I will note I have never heard another surgeon say this, at least in India, and I know more surgeons than can fit in a large OR. At least while maintaining aseptic conditions.
Then again, specific laparoscopic training is not a core part of the surgical curriculum, from my understanding. I have had my own seniors approach me, asking for my dad's number so they could ask him to teach them laparoscopic surgery with proper depth. He is somewhat famous for being a good, albeit short tempered teacher. My dad tried teaching me too, though all I can say is that I didn't drop the camera or cut off anything too important.
(He also taught himself laparoscopic surgery using a textbook, sometime in the 90s. Once again, deadly serious. He was a pioneer in these parts. I am but an ant in comparison.)
I would agree with you, if I had ever seen a case of autoimmune encephalitis. Best I've got is a genuinely unresolved case provisionally (so long it became permanent) diagnosed as extremely treatment resistant schizophrenia, where we excluded it and half of WebMD as differentials. My boss had to book a private plane to send him to the only ward in the country that would take him, this is not a joke or exaggeration. This is in the UK, and the government paid for all of it. I'm sure you're jealous, I hope you're jealous, give me one reason to not desperately wish I was in your place :(
(I will take a concession that you wish you didn't have to worry about insurance)
Basically the issue is that the required case volume to become proficient in modern surgical modalities is a lot more than with classic open cases. Decent surgical residencies can theoretically get you enough cases for bread and butter procedures but for less common things it gets harder. Consider how much harder it is to orient and to appreciate anatomy through a lap, and with a lap to ably use your technical skills (less of a problem with robots).
Surgical residency is already long and miserable enough, adding more years just isn't feasible.

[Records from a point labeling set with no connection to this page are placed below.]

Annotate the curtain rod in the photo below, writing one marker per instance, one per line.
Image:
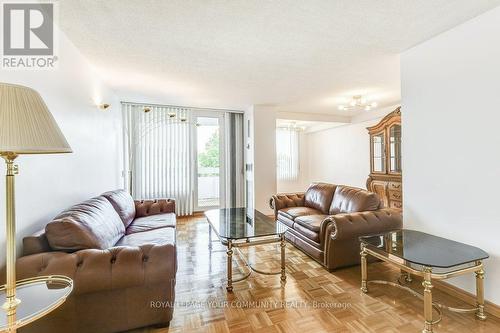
(183, 107)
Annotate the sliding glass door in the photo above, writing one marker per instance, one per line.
(209, 160)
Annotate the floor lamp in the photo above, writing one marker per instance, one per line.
(26, 127)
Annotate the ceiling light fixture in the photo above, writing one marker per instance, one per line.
(358, 102)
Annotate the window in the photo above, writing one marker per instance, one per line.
(287, 154)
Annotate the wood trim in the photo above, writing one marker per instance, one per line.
(491, 308)
(394, 116)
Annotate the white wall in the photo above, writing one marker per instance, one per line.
(451, 143)
(341, 155)
(49, 183)
(262, 155)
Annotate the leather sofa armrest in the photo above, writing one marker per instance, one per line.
(36, 243)
(95, 270)
(284, 200)
(153, 207)
(354, 225)
(341, 234)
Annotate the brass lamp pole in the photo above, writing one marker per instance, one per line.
(11, 301)
(26, 127)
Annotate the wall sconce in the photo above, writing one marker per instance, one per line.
(104, 106)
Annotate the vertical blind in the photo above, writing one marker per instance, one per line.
(235, 174)
(287, 154)
(160, 154)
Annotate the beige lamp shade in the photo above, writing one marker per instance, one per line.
(26, 124)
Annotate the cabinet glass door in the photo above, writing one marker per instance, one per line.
(378, 153)
(395, 149)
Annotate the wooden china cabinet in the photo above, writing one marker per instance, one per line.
(385, 160)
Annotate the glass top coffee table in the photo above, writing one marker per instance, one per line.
(428, 256)
(240, 227)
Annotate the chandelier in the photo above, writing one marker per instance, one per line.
(358, 102)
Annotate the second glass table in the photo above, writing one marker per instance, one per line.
(241, 227)
(428, 256)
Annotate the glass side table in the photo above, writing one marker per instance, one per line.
(38, 296)
(428, 256)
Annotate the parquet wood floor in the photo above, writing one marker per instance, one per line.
(312, 301)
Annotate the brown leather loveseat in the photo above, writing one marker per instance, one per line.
(121, 256)
(326, 221)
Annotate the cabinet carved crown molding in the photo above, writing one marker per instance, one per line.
(385, 177)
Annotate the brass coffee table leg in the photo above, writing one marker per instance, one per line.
(363, 270)
(427, 284)
(283, 247)
(480, 293)
(229, 253)
(405, 276)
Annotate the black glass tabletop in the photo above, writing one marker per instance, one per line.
(239, 223)
(423, 249)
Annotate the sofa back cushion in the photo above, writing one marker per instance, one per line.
(93, 224)
(123, 203)
(352, 199)
(319, 196)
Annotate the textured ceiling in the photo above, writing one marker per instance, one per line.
(302, 56)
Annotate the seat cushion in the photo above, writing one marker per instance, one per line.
(293, 212)
(311, 222)
(285, 220)
(123, 203)
(93, 224)
(159, 236)
(351, 199)
(152, 222)
(319, 196)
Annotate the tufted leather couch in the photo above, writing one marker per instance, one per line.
(326, 220)
(121, 255)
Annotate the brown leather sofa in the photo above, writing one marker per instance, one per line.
(326, 220)
(121, 256)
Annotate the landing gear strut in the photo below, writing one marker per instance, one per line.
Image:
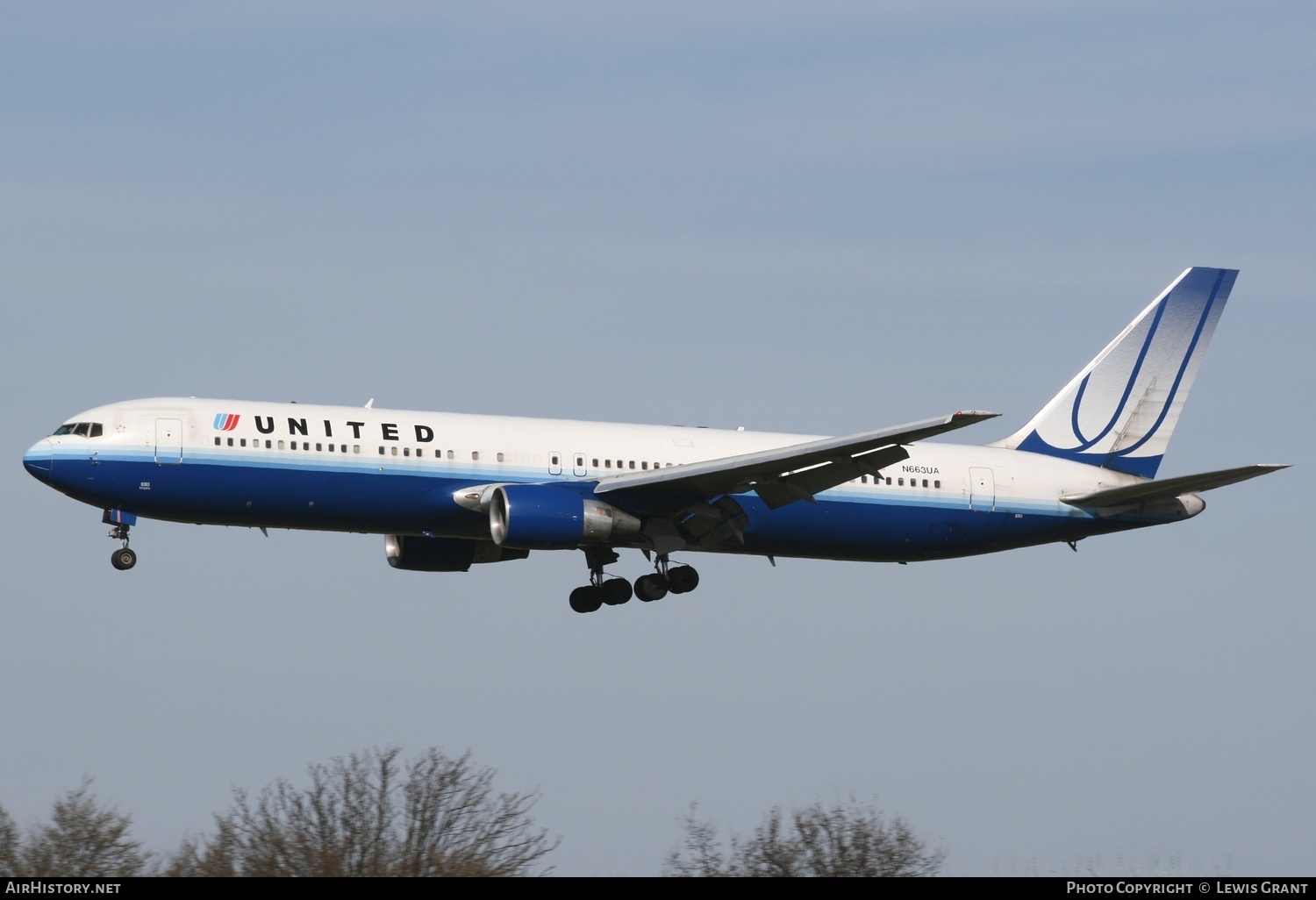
(600, 589)
(123, 558)
(616, 591)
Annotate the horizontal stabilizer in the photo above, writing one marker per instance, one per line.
(1168, 489)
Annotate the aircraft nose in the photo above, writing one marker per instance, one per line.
(39, 461)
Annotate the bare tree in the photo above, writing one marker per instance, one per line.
(849, 839)
(83, 839)
(8, 846)
(371, 815)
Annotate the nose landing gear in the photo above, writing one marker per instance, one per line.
(123, 558)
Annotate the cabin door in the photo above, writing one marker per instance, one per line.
(168, 441)
(982, 489)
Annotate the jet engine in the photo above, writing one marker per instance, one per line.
(545, 518)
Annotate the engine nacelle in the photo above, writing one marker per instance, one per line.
(424, 554)
(545, 518)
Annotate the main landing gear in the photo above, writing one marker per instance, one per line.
(616, 591)
(123, 558)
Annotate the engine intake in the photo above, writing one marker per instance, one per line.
(544, 518)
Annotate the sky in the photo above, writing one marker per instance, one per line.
(818, 218)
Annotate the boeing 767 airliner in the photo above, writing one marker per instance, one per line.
(453, 489)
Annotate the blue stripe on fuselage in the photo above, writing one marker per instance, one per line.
(387, 495)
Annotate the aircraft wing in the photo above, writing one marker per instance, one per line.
(781, 475)
(1168, 489)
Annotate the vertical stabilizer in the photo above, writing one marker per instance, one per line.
(1120, 411)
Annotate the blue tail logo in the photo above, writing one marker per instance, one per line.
(1121, 410)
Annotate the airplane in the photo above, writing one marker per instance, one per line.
(450, 491)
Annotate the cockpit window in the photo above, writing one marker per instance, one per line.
(84, 429)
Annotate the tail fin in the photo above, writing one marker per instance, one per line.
(1120, 411)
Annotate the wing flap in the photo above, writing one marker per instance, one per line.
(1169, 487)
(781, 475)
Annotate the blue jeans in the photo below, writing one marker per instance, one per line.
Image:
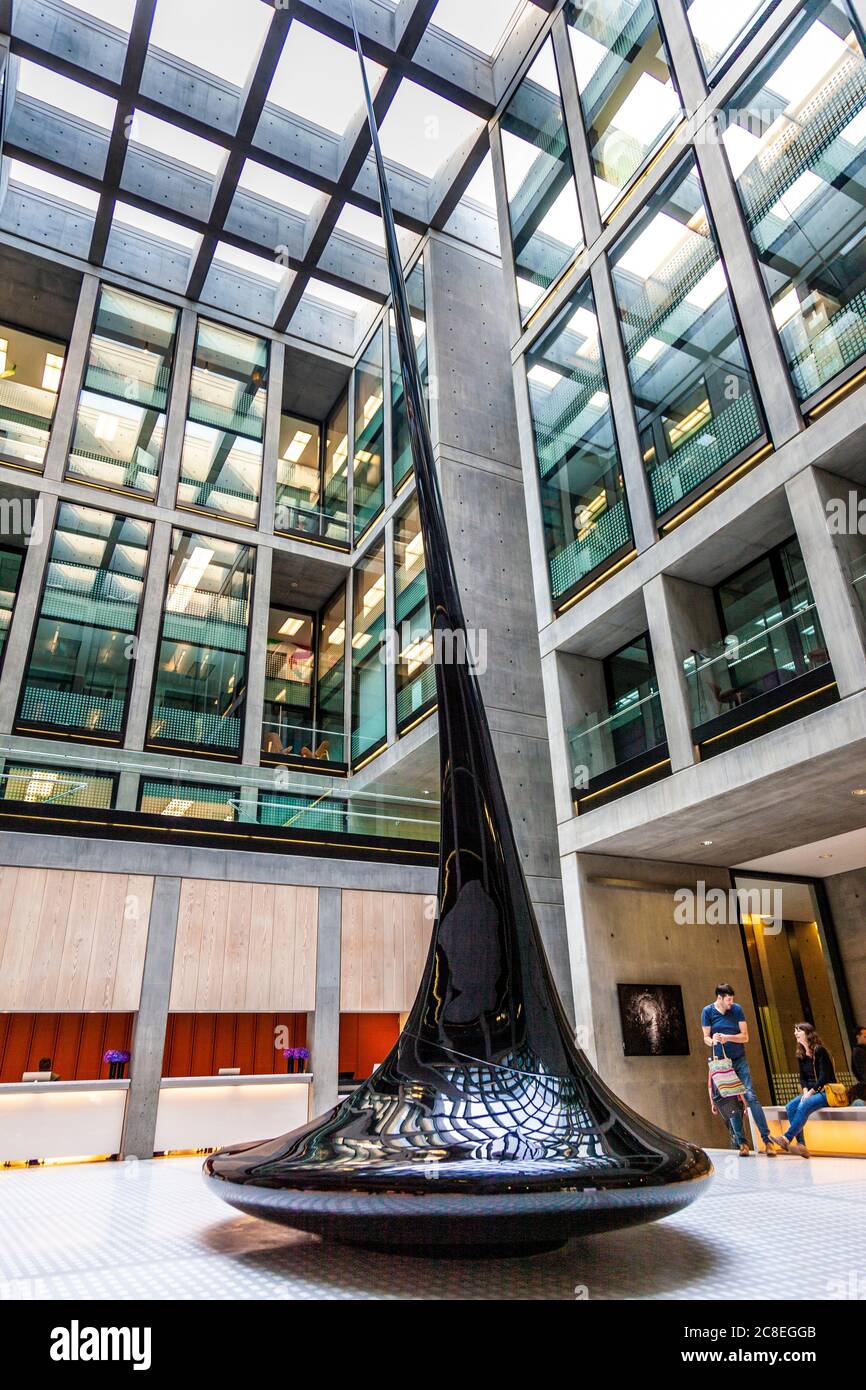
(741, 1066)
(799, 1109)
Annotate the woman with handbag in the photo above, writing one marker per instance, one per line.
(816, 1076)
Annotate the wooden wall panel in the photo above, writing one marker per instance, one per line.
(385, 937)
(245, 948)
(72, 941)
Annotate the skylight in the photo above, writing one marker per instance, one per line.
(117, 13)
(43, 182)
(278, 188)
(64, 95)
(178, 145)
(421, 129)
(223, 36)
(161, 227)
(250, 264)
(481, 24)
(320, 79)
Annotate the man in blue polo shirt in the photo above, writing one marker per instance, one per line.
(724, 1025)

Additionally things don't go wrong enough, which is good, but you need experience with things going wrong in a controlled environment to be able to provide quality care when you are on your own.

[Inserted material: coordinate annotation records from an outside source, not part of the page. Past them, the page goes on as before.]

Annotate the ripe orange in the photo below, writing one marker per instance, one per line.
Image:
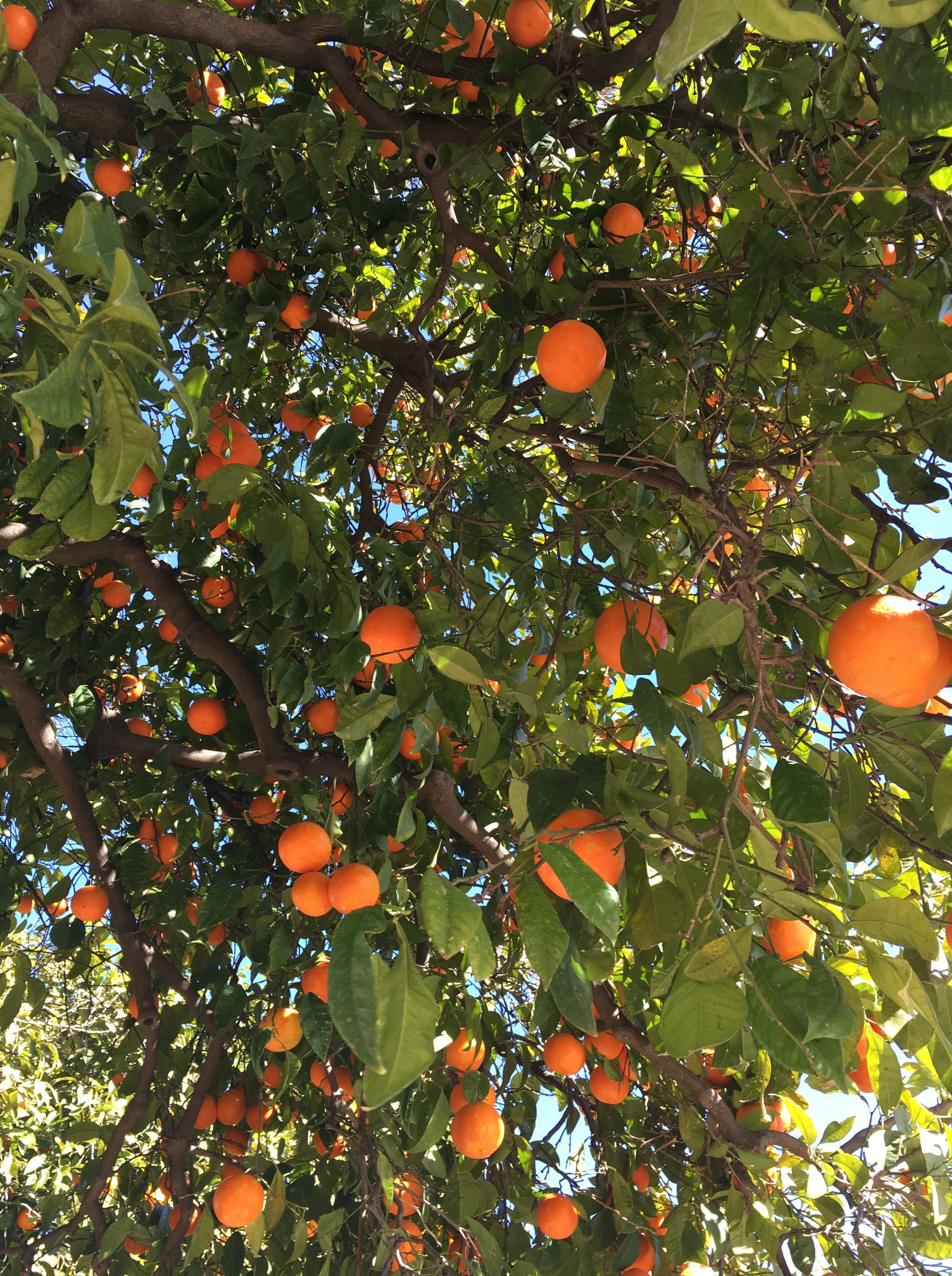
(207, 1113)
(614, 622)
(571, 356)
(557, 1217)
(230, 1108)
(296, 313)
(601, 850)
(408, 1192)
(90, 904)
(116, 595)
(478, 1131)
(218, 591)
(463, 1054)
(21, 27)
(263, 810)
(207, 716)
(608, 1090)
(391, 633)
(310, 894)
(527, 22)
(304, 846)
(563, 1054)
(620, 221)
(322, 716)
(285, 1026)
(886, 647)
(238, 1201)
(354, 886)
(244, 265)
(314, 980)
(457, 1098)
(215, 90)
(143, 483)
(790, 938)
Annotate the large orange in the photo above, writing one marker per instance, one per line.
(465, 1054)
(304, 846)
(391, 633)
(571, 356)
(886, 647)
(613, 624)
(478, 1131)
(601, 850)
(354, 886)
(310, 894)
(238, 1201)
(557, 1217)
(285, 1026)
(527, 22)
(563, 1054)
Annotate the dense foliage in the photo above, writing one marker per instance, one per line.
(625, 887)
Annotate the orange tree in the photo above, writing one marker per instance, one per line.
(441, 829)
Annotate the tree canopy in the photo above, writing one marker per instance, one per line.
(471, 666)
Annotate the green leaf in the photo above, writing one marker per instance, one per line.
(58, 400)
(123, 443)
(456, 664)
(798, 794)
(361, 715)
(591, 894)
(720, 959)
(775, 20)
(550, 792)
(315, 1022)
(408, 1030)
(354, 985)
(697, 1016)
(898, 922)
(542, 934)
(64, 489)
(711, 624)
(942, 796)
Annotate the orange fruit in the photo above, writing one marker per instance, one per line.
(244, 265)
(463, 1054)
(557, 1217)
(614, 622)
(218, 591)
(601, 850)
(563, 1054)
(296, 313)
(391, 633)
(571, 356)
(527, 22)
(314, 980)
(21, 27)
(605, 1089)
(310, 894)
(620, 221)
(790, 938)
(478, 1131)
(207, 716)
(886, 647)
(230, 1106)
(285, 1026)
(215, 90)
(113, 177)
(238, 1201)
(322, 716)
(408, 1192)
(354, 886)
(304, 848)
(90, 904)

This means that many junior attendings aren't really fit for purpose and need hand holding, academic work, or enhanced engagement from their partners. None of which is good and it isn't really a solvable problem, especially with the push to condense training.
Also, usually the intern year for surgery is wasted on floor monkeying only pretty much.
Thank you for elaborating, I'm appreciative.
Ah. So this is universal, speaking from experience in the UK and India. I've heard even other postgrad trainees (in the UK) make the same complaint.
alarms blare
You've activated my attending trap card. Basic intern year scut work (both inside surgery and outside of it) isn't actually wasted. You learn valuable tools like "writing that fucking note quickly" and "nurse management" and "sick vs. not sick."
Certainly the modality has some yield issues at times, but the gain in fluency and skillset is real, with variable spaced repetition of more traditional surgical skills.
Also is what separates us from midlevels.